According to the agreement in the bill, Ukraine will be able to request weapons and armament needs from the United States and its allies, and the U.S. government will accelerate the transfer of weapons, military equipment, medicine, food, etc. to Ukraine by using the military leasing plan. Ukraine needs to pay rental fees to the United States according to the content of the bill, but its current payment capacity is worrying, and it is expected that the payment will be postponed to the future.
It is reported that the bill aims to restore a plan during World War II, allowing the government to lend or rent military equipment to U.S. allies.

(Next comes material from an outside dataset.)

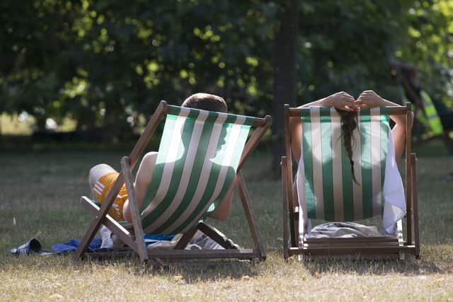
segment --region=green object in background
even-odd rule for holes
[[[402,95],[403,103],[409,101],[403,91]],[[422,135],[422,138],[425,139],[443,134],[444,128],[442,126],[440,117],[439,117],[432,100],[425,91],[421,91],[420,95],[423,105],[423,110],[421,114],[416,115],[416,118],[426,129],[426,132]]]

The US Senate and house of Representatives previously voted to pass the bill in April.
In addition, John Kirby, spokesman of the US Department of defense, said at the briefing that there was still $100 million left in the "presidential appropriation authority"; Together with the $150 million in aid to Ukraine announced on the 6th, the United States can continue to provide military assistance to Ukraine through this financial channel until "about the third week of this month". The Biden administration has asked Congress to pass a $33 billion supplementary assistance plan to continue to provide humanitarian and military assistance to Ukraine.